Recently I was studying the list of digital formats recommended by the Library of Congress for digital data—meaning, formats that are likely (though not guaranteed) to be well supported in the future.

One of the many lurking horrors of the digital age: though it’s become much easier to publish and retrieve information in the present—e.g., we can put material on a website instead of printing & shipping a book—the long-term archiving of information has arguably become more difficult. That printed book, you can put on a shelf and it will probably last hundreds of years. The data, you can … do what, exactly?

Turning data into physical artifacts is possible. But other complications arise. Like many who owned a computer in the ’90s, I archived a lot of data using CD-R discs. At the time, these were projected to last 100–200 years. It’s turned out, however, that many of these discs are going bad after about 10 years. This means that many CD-R data archives will annihilate the information they were entrusted to protect. (I was able to recover all the data from my own pile of CD-Rs because I made multiple copies. But indeed, a number of individual disks had already failed.)

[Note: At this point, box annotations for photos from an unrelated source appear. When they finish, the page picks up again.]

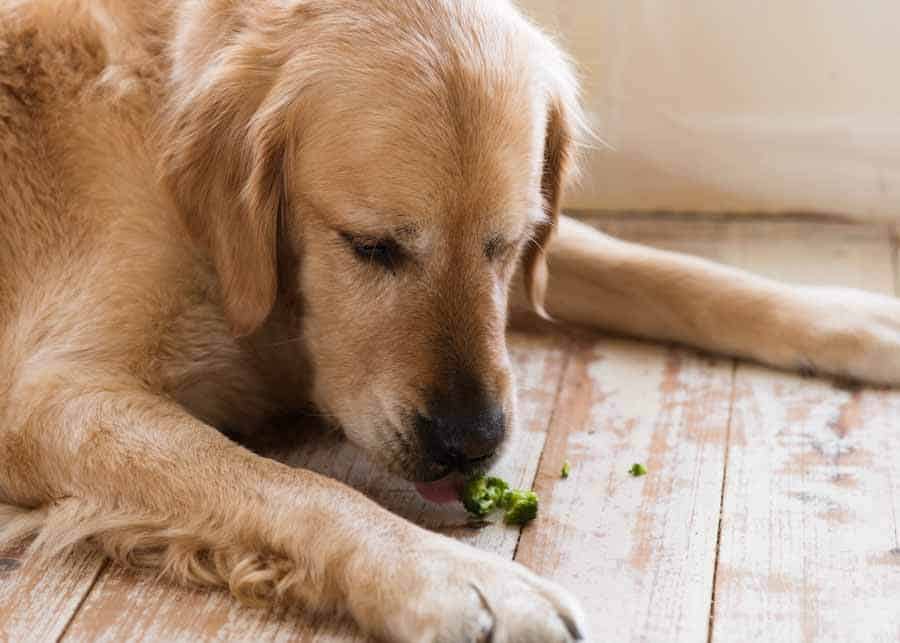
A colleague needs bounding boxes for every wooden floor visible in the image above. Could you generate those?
[0,216,900,643]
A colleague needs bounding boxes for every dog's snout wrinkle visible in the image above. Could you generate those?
[416,380,506,471]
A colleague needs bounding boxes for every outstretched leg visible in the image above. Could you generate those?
[0,366,583,641]
[524,217,900,384]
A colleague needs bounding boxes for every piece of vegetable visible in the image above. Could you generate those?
[460,475,509,516]
[501,489,538,525]
[460,474,538,525]
[628,462,647,478]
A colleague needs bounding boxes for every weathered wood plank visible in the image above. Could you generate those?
[517,337,733,641]
[712,227,900,643]
[65,332,568,642]
[0,547,105,643]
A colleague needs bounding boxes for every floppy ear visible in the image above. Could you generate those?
[522,98,576,319]
[162,58,287,335]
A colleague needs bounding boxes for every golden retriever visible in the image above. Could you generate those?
[0,0,900,641]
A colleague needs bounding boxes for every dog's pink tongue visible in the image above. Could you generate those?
[416,476,463,504]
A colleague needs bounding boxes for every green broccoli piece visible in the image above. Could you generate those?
[628,462,647,478]
[459,474,538,525]
[500,489,538,525]
[460,475,509,516]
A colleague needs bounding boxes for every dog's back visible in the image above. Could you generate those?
[0,0,274,438]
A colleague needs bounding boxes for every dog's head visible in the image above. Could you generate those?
[164,0,577,480]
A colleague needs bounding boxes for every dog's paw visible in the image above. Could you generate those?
[784,287,900,386]
[352,538,588,643]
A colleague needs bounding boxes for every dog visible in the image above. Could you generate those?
[0,0,900,641]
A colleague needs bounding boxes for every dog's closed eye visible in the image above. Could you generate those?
[341,232,406,272]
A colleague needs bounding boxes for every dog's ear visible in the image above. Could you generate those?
[522,97,577,319]
[162,58,287,335]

One major advantage of printed material is that it’s self-contained: you take a book from the shelf, and it works the way the creator intended. Not so for software. Any digital file needs an app to read it & display it; the app needs a certain operating system; the operating system needs certain hardware; the hardware is complicated and always physically deteriorating.

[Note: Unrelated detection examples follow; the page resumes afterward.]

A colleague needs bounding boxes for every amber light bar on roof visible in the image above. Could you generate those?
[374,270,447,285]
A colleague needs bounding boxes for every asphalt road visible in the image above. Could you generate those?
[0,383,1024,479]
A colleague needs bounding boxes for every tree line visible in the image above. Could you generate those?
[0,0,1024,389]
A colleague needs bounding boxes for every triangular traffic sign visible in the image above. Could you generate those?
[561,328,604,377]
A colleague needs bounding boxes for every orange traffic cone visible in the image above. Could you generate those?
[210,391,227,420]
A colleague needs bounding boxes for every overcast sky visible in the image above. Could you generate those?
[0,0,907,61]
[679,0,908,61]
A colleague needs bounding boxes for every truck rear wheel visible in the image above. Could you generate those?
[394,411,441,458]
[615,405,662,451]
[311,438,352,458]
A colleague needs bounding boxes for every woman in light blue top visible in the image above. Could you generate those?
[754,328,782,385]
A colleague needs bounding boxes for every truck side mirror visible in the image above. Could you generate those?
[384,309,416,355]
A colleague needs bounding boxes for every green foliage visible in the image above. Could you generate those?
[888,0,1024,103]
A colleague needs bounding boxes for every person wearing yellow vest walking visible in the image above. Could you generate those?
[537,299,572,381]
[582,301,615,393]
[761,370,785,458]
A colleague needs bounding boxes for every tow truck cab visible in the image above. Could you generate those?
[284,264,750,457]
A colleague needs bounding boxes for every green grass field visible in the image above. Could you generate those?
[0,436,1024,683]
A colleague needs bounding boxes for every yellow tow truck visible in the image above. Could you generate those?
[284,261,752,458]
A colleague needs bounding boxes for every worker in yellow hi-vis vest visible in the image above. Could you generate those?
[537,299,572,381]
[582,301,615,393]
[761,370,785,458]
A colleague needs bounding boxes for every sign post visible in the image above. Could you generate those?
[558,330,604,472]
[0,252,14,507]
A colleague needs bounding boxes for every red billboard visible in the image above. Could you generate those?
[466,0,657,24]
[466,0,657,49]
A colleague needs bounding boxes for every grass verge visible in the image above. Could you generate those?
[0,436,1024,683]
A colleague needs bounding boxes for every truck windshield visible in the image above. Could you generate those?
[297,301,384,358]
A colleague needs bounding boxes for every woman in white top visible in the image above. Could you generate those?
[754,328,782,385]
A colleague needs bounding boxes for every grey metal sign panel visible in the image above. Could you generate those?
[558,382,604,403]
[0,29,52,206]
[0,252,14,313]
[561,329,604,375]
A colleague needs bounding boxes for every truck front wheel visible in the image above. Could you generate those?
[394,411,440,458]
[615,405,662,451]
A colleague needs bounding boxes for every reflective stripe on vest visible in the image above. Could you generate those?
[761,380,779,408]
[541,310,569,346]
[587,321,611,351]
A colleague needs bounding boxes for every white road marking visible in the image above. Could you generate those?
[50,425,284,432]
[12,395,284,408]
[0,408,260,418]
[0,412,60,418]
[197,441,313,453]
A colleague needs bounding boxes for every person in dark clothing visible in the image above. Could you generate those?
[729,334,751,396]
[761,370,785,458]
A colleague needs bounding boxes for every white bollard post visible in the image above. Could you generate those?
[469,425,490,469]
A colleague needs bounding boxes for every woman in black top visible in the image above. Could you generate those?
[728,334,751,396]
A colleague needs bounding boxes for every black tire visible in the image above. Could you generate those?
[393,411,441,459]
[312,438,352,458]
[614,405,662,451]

The Internet Archive has been taking this problem seriously for 20+ years. It’s maybe best known for the Wayback Machine, its historical archive of web pages. But it’s also been figuring out how to preserve other software. The best idea is to at least get rid of the hardware, and run the old operating system as a “virtual machine” on the current system (the Internet Arcade being one example). In this way, everything that is needed to run a file—the OS, the app, etc.—is packaged together, and thus, like a book, becomes something closer to self-contained.

As a software developer, I use virtual machines like these to test my work on older systems. I don’t want to keep an actual Windows XP machine in my office. But I can run it anytime from a hard drive attached to my Mac. It’s easy and it works.

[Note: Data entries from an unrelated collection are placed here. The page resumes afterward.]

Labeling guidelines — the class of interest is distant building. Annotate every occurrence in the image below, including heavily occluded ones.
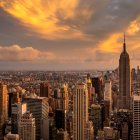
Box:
[56,129,69,140]
[4,133,19,140]
[133,95,140,140]
[118,37,131,109]
[0,84,8,140]
[59,84,69,111]
[90,104,102,136]
[73,83,89,140]
[92,77,103,103]
[40,82,51,98]
[55,109,67,130]
[104,80,112,126]
[23,96,49,140]
[11,103,27,134]
[8,92,20,117]
[19,112,36,140]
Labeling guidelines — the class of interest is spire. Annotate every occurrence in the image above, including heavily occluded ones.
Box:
[123,32,126,52]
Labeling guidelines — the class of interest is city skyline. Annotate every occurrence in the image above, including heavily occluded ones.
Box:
[0,0,140,70]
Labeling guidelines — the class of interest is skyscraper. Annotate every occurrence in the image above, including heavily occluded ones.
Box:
[19,112,35,140]
[73,83,88,140]
[118,35,131,109]
[23,96,49,140]
[4,133,19,140]
[40,82,51,98]
[133,95,140,140]
[0,84,8,140]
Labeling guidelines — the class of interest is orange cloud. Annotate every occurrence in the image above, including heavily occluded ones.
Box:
[127,17,140,35]
[99,33,123,52]
[0,45,55,61]
[2,0,91,39]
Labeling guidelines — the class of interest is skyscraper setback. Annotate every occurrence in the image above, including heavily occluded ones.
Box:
[0,84,7,140]
[73,83,91,140]
[118,35,131,109]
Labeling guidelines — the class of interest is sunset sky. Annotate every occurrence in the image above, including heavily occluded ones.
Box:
[0,0,140,70]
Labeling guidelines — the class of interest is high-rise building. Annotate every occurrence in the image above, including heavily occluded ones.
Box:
[19,112,36,140]
[23,97,49,140]
[11,103,27,134]
[59,84,68,110]
[90,104,102,136]
[133,95,140,140]
[56,129,69,140]
[4,133,19,140]
[73,83,89,140]
[104,80,112,126]
[118,36,131,109]
[40,82,51,98]
[92,77,103,103]
[0,84,8,140]
[55,109,66,130]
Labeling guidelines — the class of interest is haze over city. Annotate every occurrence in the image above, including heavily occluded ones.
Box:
[0,0,140,70]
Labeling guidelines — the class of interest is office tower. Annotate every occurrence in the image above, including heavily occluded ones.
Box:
[11,103,27,134]
[8,92,20,117]
[56,129,69,140]
[133,95,140,140]
[40,82,51,98]
[92,77,103,103]
[73,83,88,140]
[90,104,102,136]
[4,133,19,140]
[19,112,36,140]
[87,78,94,106]
[104,80,112,126]
[0,84,8,140]
[122,122,128,140]
[118,36,131,109]
[23,96,49,140]
[132,68,137,81]
[59,84,69,111]
[55,109,66,130]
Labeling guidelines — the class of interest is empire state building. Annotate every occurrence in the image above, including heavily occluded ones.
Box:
[118,35,131,109]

One of the less-noted side effects of the cloud-computing era is that this form of archivability is starting to disappear. When you run a cloud-connected piece of software, it’s dependent as usual on a certain operating system and certain hardware. But also a new ingredient: a server elsewhere on the internet that determines whether the program can run. (Usually, based on whether you have a subscription, etc.)

This outside server makes it impossible to archive the software. Why? First, the dependency on the outside server can’t be encapsulated within a virtual machine. Second, there’s no guarantee that the outside server will keep operating. (On the contrary: every server gets unplugged, eventually.) And because the software environment cannot be archived, the data files that rely on that environment also cannot be archived.

What does this mean for the culture and knowledge that’s captured in digital data? I’m far from a software-freedom absolutist. But I think the rise of subscription-based software is terrible for the longer arc of computing, because it forces so much to become temporary.

update, 344 days later

The idea of software longevity through minimalistic use of computing resources is starting to percolate upward. See, e.g.—Collapse OS, permacomputing, and the Uxn stack.